唐代以来,人们都习惯于将玄奘所建立的佛教宗派称之为“法相唯识宗”。由于这一缘故,人们常常以“法相”和“唯识”来总结印度瑜伽行派的教义和修持方法。“法相”是指世间所有一切存在(包括精神层面的存在和物质层面的事物)的相状。“相”有“相貌”、“义相”、“体相”等三层含义。“相貌”是指人的感官以及意识能够分辨的各种存在的行状,“义相”是指人的意识能够分别、思维、判断的“相状”,“体相”是指诸法所具有的本质性的“相状”。印度瑜伽行派将一切法分为五位一百种,简称为“五位百法”,玄奘则接受了这一学说。

中土法相唯识宗遵从世亲《百法明门论》而列“心法”八、“心所有法”五十一、“色法”十一、“不相应行法”二十四、“无为法”六,总计一百种。“五位”中,前四为“有为法”,统称为“杂染法”;后一为“无为法”,也称“清净法”。

“五位百法”是唯识宗以宗教解脱为旨归对世间之物质、精神现象以及出世境界所有“法”的概括和归类。唯识宗将“五位百法”大而分之为杂染的“有为法”和纯净的“无为法”,并且以第八藏识所蕴藏的有漏种子和无漏种子作为染、净二类法之所以生成的最终依据。这样,万法的生起和还灭,众生的迷与悟,都可以从“识”的转变上给以说明。这就是“法相”与唯识的真正联系所在。

本章依据《百法明门论》、《成唯识论》对“一切法”作些简要介绍。

一、心法

印度瑜伽行派将“心法”列于首位,是因为此宗认为,一切法中,“心”最殊胜。唯识宗将八识中的阿赖耶识当作世间万法之所以生起的最终依据和众生世、出世的承担主体,众生或轮回于烦恼生死世界,或证悟涅槃,都取决于“心法”。

一百法内,第一个是“心法”,称之为“八大心王”。
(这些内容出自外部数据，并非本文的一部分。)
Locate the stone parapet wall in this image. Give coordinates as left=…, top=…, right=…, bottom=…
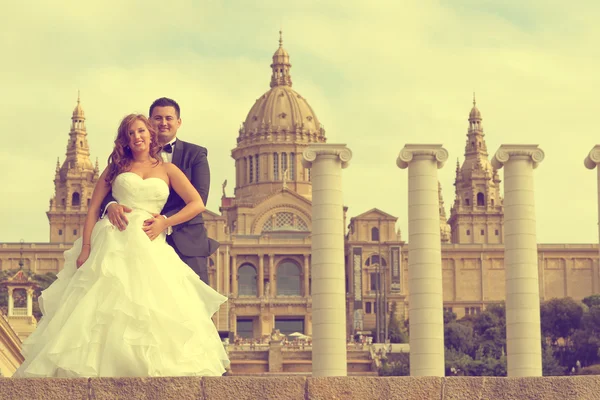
left=1, top=376, right=600, bottom=399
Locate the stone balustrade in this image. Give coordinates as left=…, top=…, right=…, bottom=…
left=1, top=376, right=600, bottom=399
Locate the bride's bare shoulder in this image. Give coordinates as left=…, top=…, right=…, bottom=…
left=163, top=162, right=184, bottom=175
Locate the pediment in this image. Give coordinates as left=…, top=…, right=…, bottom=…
left=350, top=208, right=397, bottom=222
left=253, top=188, right=312, bottom=209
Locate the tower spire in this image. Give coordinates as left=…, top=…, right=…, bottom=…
left=448, top=95, right=503, bottom=245
left=270, top=30, right=292, bottom=88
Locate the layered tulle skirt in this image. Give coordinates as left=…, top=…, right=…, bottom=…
left=14, top=210, right=229, bottom=377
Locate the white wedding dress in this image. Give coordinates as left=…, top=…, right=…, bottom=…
left=14, top=172, right=230, bottom=378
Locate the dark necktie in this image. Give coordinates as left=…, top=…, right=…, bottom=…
left=162, top=142, right=175, bottom=153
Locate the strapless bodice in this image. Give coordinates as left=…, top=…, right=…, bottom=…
left=112, top=172, right=169, bottom=214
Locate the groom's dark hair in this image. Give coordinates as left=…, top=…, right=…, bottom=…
left=149, top=97, right=181, bottom=119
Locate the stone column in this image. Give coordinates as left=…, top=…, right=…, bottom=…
left=215, top=248, right=221, bottom=293
left=258, top=254, right=265, bottom=298
left=269, top=254, right=276, bottom=297
left=302, top=144, right=352, bottom=377
left=585, top=145, right=600, bottom=288
left=7, top=288, right=13, bottom=316
left=231, top=255, right=238, bottom=297
left=397, top=144, right=448, bottom=377
left=26, top=288, right=34, bottom=316
left=492, top=144, right=545, bottom=377
left=223, top=245, right=231, bottom=297
left=303, top=254, right=310, bottom=297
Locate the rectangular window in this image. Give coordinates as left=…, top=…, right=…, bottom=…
left=370, top=273, right=379, bottom=291
left=236, top=318, right=254, bottom=338
left=365, top=302, right=372, bottom=314
left=480, top=229, right=485, bottom=235
left=274, top=318, right=304, bottom=335
left=255, top=154, right=260, bottom=182
left=249, top=156, right=254, bottom=183
left=281, top=152, right=288, bottom=175
left=495, top=229, right=499, bottom=236
left=290, top=153, right=295, bottom=180
left=273, top=153, right=279, bottom=180
left=466, top=230, right=471, bottom=236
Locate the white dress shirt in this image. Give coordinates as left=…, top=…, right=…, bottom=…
left=161, top=138, right=177, bottom=164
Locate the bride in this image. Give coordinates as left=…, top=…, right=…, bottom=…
left=14, top=114, right=230, bottom=377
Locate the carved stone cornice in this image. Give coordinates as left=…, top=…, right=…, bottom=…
left=396, top=144, right=449, bottom=169
left=491, top=145, right=545, bottom=170
left=584, top=145, right=600, bottom=170
left=301, top=144, right=353, bottom=169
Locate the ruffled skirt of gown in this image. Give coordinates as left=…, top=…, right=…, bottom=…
left=13, top=210, right=230, bottom=378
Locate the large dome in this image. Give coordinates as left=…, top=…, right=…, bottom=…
left=237, top=32, right=326, bottom=144
left=243, top=86, right=321, bottom=134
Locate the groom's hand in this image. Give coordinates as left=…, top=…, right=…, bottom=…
left=142, top=214, right=167, bottom=241
left=107, top=203, right=132, bottom=231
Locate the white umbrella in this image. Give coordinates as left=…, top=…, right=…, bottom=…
left=288, top=332, right=305, bottom=337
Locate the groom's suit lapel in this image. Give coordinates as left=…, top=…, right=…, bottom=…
left=172, top=140, right=184, bottom=168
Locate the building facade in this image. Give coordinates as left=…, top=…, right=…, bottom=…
left=1, top=35, right=599, bottom=341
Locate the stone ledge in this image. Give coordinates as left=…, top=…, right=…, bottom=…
left=0, top=376, right=599, bottom=400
前六大心王是眼识、耳识、鼻识、舌识、身识、意识,第七心王即末那识,第八心王即阿赖耶识。

“心法”可表解如下:

┌眼识——缘色境——即视觉作用┐

├耳识——缘声境——即听觉作用┤

├鼻识——缘香境——即嗅觉作用┼五种感觉器官

八识—┼舌识——缘味境——即味觉作用┤

├身识——缘触境——即触觉作用┘

├意识——缘法境——是我人心理活动的综合中心。

├末那识——执著自我,是自我意识中心。

└阿赖耶识——含藏万法种子,宇宙万法由此变现生起。

二、心所有法

“心所有法”是指心的作用、功能,佛教认为这些内容属于“八识心王”所有,因此称之为“心所有法”,简称“心所”、“心数”。关于“心所”与“心王”的关系,唯识学强调三个方面:“恒依心起”、“与心相应”、“系属于心”。“恒依心起”及“系属于心”是说“心所法”永远依托“心法”而生起,并且“心法”永远为“主”,“心所法”为“仆从”;“与心相应”则是说“心所法”和“心法”必须同时生起,二者所依之根、所缘之境,其自证分必须相同。这些“心所”,随着顺违之境,而起爱憎善恶之心,助成“心王”的活动、功能。而“心王”本身无善恶,不能单独造作,必须与“心所”相应,方才能够活动,生起功能,以造作善恶之业。这八识心王,每一个“心”好比是一位国王,既然是“王”,不能没有臣属辅佐,所以“心所”就好比是国王的臣属。

“心所”有五十一位,分为六组,分述如下:

第一,遍行心所。“遍行”是周遍起行的意思,是指这类心理活动遍于“三性”(即善、恶、无记)及八识、九地(菩萨修行阶位)等等之中,凡有“心法”生起,遍行五法都与之相应俱起。“遍行心所法”有五个:

(1)触:“触”是接触,五根与五境接触(触)而生识,根、境、识结合就名为“触”。《百法明门论》说:“令心、心所触境为性,受、想、思等所依为业。”这是说,“触”的特性就是使“心”、“心所”与“境”发生接触,“触”的这一功能是其成为“受”、“想”等“心所”的所依。另外,“触”与“作意”的先后也可以置换。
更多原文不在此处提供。